[Šahrazāda]. Es la bellísima y prudente princesa, hija del visir, que refiere al rey Shahriyar los cuentos de Las mil y una noches (v.).
Para poner fin a la cruel costumbre del rey traicionado, que por odio’ a la perfidia femenina mandaba matar todas las mañanas a la joven con quien había pasado la noche, la princesa se ofrece voluntariamente al ominoso tributo, y con su arte de narradora, interrumpiendo la primera noche el cuento que empezó a referir, obtiene que su destino se aplace hasta la noche siguiente. Tampoco en ésta se acaba la historia, y así prosiguen las cosas durante mil y una noches, hasta que el rey, ya enamorado de ella, que mientras tanto le ha dado tres hijos, la convierte en su feliz esposa.

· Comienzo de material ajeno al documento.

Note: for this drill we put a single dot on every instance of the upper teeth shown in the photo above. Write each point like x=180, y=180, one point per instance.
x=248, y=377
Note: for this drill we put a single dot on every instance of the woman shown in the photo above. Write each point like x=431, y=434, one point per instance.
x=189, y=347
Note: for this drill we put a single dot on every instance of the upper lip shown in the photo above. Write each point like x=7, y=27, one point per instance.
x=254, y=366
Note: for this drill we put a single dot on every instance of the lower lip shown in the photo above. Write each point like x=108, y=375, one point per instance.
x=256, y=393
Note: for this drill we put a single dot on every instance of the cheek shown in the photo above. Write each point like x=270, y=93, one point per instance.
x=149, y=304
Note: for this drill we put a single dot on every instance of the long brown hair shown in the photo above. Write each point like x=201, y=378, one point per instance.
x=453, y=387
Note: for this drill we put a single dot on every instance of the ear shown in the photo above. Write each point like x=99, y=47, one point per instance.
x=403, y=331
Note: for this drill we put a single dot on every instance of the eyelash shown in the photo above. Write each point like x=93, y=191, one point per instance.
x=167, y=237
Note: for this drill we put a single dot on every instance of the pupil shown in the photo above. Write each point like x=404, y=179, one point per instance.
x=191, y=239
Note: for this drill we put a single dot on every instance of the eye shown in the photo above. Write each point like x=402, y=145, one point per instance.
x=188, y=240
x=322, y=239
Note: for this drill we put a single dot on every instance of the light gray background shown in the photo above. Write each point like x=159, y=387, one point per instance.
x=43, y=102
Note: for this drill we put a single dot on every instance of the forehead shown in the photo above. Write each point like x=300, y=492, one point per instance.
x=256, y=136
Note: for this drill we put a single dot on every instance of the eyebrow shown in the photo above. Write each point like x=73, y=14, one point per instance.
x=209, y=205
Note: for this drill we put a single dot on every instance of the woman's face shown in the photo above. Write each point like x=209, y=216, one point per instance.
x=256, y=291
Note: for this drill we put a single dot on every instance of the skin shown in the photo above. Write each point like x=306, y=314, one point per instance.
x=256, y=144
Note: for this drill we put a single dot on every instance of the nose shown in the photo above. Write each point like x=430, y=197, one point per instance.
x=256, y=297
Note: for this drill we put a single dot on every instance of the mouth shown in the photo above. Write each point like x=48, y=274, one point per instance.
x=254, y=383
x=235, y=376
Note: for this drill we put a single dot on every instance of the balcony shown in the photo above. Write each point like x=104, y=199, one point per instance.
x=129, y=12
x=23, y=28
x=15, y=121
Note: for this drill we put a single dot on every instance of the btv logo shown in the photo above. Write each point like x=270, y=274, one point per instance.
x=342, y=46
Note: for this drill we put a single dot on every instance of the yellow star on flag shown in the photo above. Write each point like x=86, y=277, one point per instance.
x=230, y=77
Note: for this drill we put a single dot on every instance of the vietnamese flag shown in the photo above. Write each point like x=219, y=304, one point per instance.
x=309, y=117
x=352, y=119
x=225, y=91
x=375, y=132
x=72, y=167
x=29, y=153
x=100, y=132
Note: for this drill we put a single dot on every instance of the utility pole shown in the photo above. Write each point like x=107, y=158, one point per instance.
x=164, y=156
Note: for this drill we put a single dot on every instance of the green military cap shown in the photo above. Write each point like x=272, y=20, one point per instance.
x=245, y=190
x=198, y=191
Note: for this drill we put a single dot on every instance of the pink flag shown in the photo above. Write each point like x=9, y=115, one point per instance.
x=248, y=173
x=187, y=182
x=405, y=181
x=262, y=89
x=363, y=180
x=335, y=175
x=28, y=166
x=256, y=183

De las pocas páginas y aún mejor pocas líneas a ella dedicadas en el prólogo de Las mil y una noches (su nombre se repite monótonamente al final y al principio de cada nueva noche, pero con una simple alusión a la interrupción y reanudación del relato) Scherezada se ha convertido en poco menos que el símbolo de aquel Oriente musulmán fantástico y voluptuoso que la Europa moderna ha querido ver en la famosa recopilación. Apenas es necesario advertir que en tal visión se mezclan elementos reales, tomados verdaderamente de Las mil y una noches y otras fuentes, relatos de viajeros, ecos de experiencias directas de un Oriente apenas contaminado por el contacto con Europa, y elementos totalmente arbitrarios, ajenos a toda realidad histórica y fruto de una romántica fantasía occidental.
Sea como fuere, Scherezada ha sido y es todavía en Europa el rostro y la voz de un exótico mundo de magnificencia, belleza y placer, que ha sugestionado a poetas y músicos (v. Scherezada, de Ravel). Al ponerse de moda los «ballets» orientales, con su nombre se tituló uno de los más famosos, puesto en escena por L. Bakst, en 1908. Fokin compuso otro en 1911 para la obra sinfónica de N. A. Rimsky-Korsakov titulada con el nombre de la heroína (v.).
Y de esa idealización occidental deriva directamente la fortuna de Scherezada en el mundo oriental contemporáneo: en 1933 se estrenó en Egipto un drama simbolista (Shaharázad) dedicado a ella, por Tawfiq al-Hakim, uno de los más representativos autores de la nueva generación árabe: en esta obra la princesa de Las mil y una noches se ha convertido en una encarnación de la femineidad, cuyo influjo se refleja en los hombres que entran en relación con ella, desde el deseo sensual del esclavo hasta el amor sentimental del visir y el amor racional e intelectual del rey, el cual, gracias a la iniciación de que Scherezada le hace objeto, pasa de la afición a los placeres materiales a la sed de los valores eternos. Y tal vez la carrera de Scherezada no haya terminado todavía.